ジークフリート王は今日も重臣たちを招集して、会議を行っている。王国全土で事が動いている。その勢いを止めることなく、次の一手を繰り出していかなければならない。世界制覇までは、まだ道は遠いはず。のんびりしている余裕はないのだ。今は何もかも自分の思い通りに出来る。国王になるまで我慢を強いられてきた反動もあって、とにかく様々なことを進めていきたいという気持ちもあるのだ。
「……お疲れの様ですが?」
宰相が体を気遣う言葉をかけてきた。重要な会議が始まるという時でも、そうしてしまうほど疲れが顔に出ているのだ。

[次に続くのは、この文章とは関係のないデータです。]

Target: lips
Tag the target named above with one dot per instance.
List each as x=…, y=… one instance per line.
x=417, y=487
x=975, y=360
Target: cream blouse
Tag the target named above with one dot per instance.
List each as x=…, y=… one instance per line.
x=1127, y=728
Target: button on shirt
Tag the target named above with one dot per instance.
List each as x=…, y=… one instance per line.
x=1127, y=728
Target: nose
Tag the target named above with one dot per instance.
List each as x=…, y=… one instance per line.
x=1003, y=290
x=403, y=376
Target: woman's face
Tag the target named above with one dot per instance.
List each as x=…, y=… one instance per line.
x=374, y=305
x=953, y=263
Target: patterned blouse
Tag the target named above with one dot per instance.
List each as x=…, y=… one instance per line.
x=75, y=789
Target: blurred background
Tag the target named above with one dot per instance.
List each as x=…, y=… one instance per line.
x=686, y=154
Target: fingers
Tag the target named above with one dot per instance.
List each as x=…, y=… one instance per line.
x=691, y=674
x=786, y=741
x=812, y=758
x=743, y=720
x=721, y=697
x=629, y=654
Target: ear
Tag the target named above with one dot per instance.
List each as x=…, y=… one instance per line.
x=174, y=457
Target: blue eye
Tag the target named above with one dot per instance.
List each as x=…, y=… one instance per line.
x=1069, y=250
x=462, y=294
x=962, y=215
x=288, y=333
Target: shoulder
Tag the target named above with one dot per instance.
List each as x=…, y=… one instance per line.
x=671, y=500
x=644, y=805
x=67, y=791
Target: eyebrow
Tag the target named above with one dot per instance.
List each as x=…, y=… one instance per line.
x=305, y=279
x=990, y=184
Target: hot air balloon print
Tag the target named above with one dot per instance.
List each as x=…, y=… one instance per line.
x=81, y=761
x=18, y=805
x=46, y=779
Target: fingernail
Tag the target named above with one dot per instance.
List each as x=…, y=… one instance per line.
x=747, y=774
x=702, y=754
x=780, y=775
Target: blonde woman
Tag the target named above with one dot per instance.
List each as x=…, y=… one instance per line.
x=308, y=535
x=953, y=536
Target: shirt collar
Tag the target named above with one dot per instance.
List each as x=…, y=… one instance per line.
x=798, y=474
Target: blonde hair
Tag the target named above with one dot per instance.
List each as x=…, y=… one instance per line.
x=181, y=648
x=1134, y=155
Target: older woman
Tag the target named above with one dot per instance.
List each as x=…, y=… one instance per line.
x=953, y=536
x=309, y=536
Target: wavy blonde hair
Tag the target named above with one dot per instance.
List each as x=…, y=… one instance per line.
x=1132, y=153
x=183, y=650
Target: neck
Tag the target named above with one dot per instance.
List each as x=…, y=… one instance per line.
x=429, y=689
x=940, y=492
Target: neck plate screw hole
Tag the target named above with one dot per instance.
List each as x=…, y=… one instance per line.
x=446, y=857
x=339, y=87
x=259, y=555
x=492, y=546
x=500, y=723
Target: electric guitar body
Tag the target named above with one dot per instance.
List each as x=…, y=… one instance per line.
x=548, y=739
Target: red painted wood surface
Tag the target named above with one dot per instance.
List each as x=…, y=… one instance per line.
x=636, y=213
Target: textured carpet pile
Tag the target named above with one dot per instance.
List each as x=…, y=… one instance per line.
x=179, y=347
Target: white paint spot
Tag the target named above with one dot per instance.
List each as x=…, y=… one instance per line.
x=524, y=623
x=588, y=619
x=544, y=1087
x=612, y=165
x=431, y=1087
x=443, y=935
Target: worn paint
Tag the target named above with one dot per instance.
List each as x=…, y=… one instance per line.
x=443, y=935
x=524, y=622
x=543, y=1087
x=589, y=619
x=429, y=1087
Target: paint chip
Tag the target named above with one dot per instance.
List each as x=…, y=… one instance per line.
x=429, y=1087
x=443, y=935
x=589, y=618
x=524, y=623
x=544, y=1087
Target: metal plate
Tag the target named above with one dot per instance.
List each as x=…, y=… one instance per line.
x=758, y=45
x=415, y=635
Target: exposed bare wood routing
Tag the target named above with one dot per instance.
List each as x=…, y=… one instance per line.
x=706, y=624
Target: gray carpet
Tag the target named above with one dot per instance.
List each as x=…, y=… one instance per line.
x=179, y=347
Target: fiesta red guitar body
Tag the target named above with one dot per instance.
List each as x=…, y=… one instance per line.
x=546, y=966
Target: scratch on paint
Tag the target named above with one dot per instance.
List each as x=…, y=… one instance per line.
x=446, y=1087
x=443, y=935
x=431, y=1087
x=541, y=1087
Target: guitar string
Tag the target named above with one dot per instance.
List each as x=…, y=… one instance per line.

「ああ……いや、これは問題ない。少し寝不足なだけだ」
「なるほど……お世継ぎの誕生もそう遠くない時期ですか」
ジークフリート王が疲れているのは、夜の営みが忙しくて寝不足だから。そういうことだと宰相は理解した。余計な心配だったと、少し反省した。
「そうだといいけど……始めようか」
世継ぎの誕生などジークフリート王は、今は、望んでいない。夜の相手はもっらぱ花街から連れてきた女性。子供が出来ても跡継ぎには出来ない。それだけが理由ではなく、楽しみはこれからだという思いもある。
「では、まずは東。東方辺境伯領の状況からです」
「ラスタバン王国の討伐だね? どれくらいの規模を騎士団は編成出来るのかな? これは北の状況も影響するか。騎士団長……あれ? いない?」
議題はその多くが軍事。王国騎士団長が出席していないなんてことはあり得ない。
「申し訳ございません。ついさきほど、騎士団長から少し遅れるという連絡が届いております。会議の前に急ぎ確認すべきことが出来たと」
宰相が冒頭に雑談を始めようとしたのは、これもあってのこと。王国騎士団長の為に少し時間稼ぎをしようと考えたのだ。ジークフリート王が話に乗ってこないだけでなく、会議の開催を宣言してしまったので、無駄に終わったが。
「急ぎ確認すべきことというのは?」
「把握出来ておりません。騎士団長も今、確認しているものと思われます」
会議に遅れてでも、確認しなければならないこと。重要な用件であることだけは分かる。
「遅くなりました」
タイミング良く、というべきかはすでに遅刻であるので微妙だが、王国騎士団長が会議室に入ってきた。とくに変わった様子はない、が、これはいつものこと。どのような場面でも、部下が不安を感じるような態度は見せない。王国騎士団長はこう考えて、常に自分を律しているのだ。
「緊急の用件があったと聞いていた」
「はい。北部鎮圧軍から伝令が届きました」
北部鎮圧軍はエリザベスが起こした、とされている、反乱を鎮圧する為に派遣された軍の呼称だ。
「どのような内容かな?」
ジークフリート王の心に不安が広がる。北の情勢は自分の思い通りにいかない唯一の、とジークフリート王が思っている、ことなのだ。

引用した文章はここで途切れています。